Quando assisti ao
filme The Rock Horror Picture Show (1975)
pela primeira vez, fiquei fascinado. Foi uma agradável surpresa, embora pelos
motivos avessos: o filme é bizarro, sem sentido, satírico, debochado e
propositalmente estranho. Tudo isso,
porém, em conjunto, faz desse filme o meu musical preferido. E, certamente, se
eu fosse citar algum exemplar do universo literário que se assemelhe a tal
filme (incrível, porém bizarro), eu citaria O Guia do Mochileiro das Galáxias (Douglas Adams, 1979).
Arthur Dent é um terráqueo que está às voltas com o
perigo de demolição de sua casa. Seu amigo Ford Prefect (um alienígena
disfarçado de humano), porém, logo lhe mostra que a sua casa é um problema
irrelevante, uma vez que a própria Terra será destruída. Com o desaparecimento
de seu planeta natal, Arthur parte junto de seu amigo para uma incrível (e
estranha) viagem espacial.
Não é uma tarefa
fácil ilustrar a estranheza desse livro: muitos trechos de descrição científica
de equipamentos tecnológicos ultra-avançados (sim, esta é uma ficção científica) parecem propositalmente
incompreensíveis.

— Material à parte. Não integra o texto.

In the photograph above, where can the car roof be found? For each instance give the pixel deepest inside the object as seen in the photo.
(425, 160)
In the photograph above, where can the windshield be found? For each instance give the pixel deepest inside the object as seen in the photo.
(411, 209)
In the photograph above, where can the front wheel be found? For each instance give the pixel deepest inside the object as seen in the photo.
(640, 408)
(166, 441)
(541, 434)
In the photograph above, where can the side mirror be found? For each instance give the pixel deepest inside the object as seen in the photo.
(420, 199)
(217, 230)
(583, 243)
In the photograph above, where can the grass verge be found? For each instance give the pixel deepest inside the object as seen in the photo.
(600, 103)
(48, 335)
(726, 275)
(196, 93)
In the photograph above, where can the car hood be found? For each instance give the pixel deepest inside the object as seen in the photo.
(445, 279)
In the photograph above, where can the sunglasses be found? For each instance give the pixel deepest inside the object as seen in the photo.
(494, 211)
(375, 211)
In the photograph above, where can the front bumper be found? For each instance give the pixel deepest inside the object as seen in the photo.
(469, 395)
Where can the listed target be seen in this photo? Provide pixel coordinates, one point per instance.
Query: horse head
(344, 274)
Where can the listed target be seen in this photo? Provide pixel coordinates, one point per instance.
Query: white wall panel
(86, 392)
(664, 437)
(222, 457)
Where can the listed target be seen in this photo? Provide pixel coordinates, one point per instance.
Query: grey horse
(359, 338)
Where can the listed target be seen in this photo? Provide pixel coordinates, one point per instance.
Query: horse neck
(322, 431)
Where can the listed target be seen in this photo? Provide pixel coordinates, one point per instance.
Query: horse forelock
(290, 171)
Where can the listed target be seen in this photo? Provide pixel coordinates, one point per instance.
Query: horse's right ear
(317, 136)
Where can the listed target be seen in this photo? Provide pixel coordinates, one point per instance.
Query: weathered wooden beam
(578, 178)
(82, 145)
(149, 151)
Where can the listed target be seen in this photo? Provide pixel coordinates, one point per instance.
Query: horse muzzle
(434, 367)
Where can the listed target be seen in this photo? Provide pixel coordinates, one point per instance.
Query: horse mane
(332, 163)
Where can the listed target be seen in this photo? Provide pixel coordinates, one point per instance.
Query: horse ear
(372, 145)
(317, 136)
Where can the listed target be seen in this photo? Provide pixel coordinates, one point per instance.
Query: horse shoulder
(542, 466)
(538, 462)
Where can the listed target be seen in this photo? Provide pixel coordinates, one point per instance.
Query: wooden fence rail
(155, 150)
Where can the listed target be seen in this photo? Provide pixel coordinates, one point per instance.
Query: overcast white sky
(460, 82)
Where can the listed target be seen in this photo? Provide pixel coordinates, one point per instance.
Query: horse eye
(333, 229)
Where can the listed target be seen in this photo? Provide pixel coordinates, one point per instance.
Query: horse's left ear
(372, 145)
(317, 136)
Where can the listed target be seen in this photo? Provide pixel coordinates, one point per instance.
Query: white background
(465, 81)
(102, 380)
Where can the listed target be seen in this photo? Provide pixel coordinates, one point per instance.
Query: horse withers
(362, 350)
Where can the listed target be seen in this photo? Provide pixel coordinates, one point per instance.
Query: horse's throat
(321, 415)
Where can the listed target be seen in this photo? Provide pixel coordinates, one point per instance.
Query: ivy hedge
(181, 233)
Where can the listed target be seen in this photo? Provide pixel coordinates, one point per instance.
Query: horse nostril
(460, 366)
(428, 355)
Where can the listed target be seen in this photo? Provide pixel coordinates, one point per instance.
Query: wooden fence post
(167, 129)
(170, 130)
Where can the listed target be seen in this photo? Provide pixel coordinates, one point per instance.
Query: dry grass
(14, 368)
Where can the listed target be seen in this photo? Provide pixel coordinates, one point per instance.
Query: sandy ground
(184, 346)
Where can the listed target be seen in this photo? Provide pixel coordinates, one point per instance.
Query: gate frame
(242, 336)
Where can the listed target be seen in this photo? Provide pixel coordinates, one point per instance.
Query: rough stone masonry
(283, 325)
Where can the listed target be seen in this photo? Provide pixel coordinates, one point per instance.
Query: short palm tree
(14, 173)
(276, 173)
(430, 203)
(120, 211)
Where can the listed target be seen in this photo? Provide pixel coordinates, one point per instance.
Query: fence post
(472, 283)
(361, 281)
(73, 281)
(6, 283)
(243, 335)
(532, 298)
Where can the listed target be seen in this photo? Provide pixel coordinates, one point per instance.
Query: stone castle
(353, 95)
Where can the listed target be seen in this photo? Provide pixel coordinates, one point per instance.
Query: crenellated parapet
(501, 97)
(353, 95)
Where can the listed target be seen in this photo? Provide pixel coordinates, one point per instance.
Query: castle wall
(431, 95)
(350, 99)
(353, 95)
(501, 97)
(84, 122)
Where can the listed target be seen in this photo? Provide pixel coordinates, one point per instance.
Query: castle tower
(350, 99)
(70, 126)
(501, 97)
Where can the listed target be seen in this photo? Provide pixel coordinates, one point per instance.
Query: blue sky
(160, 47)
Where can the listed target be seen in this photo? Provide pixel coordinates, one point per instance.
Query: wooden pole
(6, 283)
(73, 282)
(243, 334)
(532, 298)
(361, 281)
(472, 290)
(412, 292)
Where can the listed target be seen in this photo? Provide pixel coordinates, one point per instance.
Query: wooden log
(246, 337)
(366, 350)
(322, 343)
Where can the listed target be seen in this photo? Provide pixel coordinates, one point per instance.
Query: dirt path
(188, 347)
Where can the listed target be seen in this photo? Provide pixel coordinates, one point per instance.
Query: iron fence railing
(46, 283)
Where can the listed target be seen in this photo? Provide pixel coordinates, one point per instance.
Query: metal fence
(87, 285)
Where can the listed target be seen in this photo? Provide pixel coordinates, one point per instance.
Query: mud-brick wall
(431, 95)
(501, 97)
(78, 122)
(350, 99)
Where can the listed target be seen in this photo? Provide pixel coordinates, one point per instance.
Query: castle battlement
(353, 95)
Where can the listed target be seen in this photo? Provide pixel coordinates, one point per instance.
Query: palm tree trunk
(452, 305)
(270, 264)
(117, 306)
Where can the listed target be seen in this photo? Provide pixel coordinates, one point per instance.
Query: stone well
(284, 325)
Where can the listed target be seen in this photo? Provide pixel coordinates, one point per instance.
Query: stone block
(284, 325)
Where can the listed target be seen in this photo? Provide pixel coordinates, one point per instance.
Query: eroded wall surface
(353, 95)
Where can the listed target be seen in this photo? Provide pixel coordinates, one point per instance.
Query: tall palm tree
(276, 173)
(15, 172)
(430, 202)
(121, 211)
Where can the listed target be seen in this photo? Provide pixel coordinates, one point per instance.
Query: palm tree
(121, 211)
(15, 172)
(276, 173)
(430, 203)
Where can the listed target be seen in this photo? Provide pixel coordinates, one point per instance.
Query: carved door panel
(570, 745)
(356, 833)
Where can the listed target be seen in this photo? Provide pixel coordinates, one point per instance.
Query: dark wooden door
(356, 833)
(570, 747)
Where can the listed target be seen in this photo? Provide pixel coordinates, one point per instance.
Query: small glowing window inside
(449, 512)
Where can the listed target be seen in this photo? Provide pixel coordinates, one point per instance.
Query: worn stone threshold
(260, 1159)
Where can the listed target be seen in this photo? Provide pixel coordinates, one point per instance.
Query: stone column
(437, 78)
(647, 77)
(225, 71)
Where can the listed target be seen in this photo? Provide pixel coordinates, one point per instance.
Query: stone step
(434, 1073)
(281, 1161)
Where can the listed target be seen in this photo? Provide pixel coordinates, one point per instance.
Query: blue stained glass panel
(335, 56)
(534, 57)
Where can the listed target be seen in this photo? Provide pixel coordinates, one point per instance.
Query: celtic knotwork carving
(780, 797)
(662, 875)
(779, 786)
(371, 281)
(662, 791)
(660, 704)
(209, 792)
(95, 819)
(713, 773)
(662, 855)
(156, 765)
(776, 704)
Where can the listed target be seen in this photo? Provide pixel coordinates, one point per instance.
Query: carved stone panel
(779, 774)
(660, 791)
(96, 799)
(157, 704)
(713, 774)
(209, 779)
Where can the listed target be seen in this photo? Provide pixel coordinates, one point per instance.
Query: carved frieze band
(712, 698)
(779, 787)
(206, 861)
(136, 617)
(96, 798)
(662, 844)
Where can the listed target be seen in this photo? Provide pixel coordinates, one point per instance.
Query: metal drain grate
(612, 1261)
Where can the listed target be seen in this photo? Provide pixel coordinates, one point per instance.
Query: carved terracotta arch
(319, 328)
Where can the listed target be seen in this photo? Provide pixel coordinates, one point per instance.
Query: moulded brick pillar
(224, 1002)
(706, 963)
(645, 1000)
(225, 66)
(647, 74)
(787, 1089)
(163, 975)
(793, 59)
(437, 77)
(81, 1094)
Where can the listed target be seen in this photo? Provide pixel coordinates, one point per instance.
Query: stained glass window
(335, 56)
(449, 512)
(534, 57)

A narração é pontualmente interrompida por cômicos flashbacks, verbetes do famigerado Guia
do Mochileiro das Galáxias (um livro concebido para auxílio dos viajantes
interestelares) e tantas outras “dispersões”, que testam divertidamente a
capacidade do leitor em manter-se atento ao foco da trama principal.
Sim, este é um livro extremamente divertido. A narrativa é
recheada de sarcasmo, e debocha a todo o momento de instituições humanas,
criando robôs sentimentais, portas que se assemelham àqueles vendedores condescendentes
de loja (que para tudo sorriem), alienígenas apaixonados por burocracia, policiais
intergalácticos truculentos e um colossalmente imbecil Governo Galáctico (não
dá pra esquecer, também, pitadas de humor direcionadas às crenças religiosas
humanas). O Universo retratado nada mais é do que uma extensão comportamental
da Terra recém-destruída.
Os personagens
centrais são icônicos. Os já citados Ford Prefect e Arthur Dent, além de
Trillian e do governante estereotipado Zaphod Beeblebrox formam o quarteto que
é acompanhado de perto pelo depressivo robô Marvin. Todos eles possuem sua função, são bem
retratados e se tornam queridos pelo leitor – embora, claro, sejam tão bizarros
quanto todo o resto da obra.
As inexplicáveis
conveniências e coincidências probabilísticas são divertidas e de fácil
aceitação por parte do leitor, por serem escrachadamente inverossímeis.
Todavia, a obra tem seus pequenos defeitos. A constante interrupção do foco
narrativo chega à beira da irritação em alguns momentos, por que queremos saber
mais da trama, mas ela não avança satisfatoriamente. Falta, de fato, um pouco
de desenvolvimento narrativo, apesar de eu compreender que a complexidade da
história foi sacrificada em prol do conjunto bizarro da obra.
O Guia do Mochileiro das Galáxias é uma obra única, que se tornou parte da cultura pop
devido aos seus personagens marcantes e à sua ácida e sarcástica narrativa.
Mesmo se perdendo às vezes em seu foco dramático e nos deixando a deriva no
decorrer da trama, o livro se mostra como o incrível resultado de uma concepção
de Universo criativa e inteligente do autor, nos levando a reconhecer, naquilo
que está fora de nosso planeta, os traços terráqueos mais marcantes.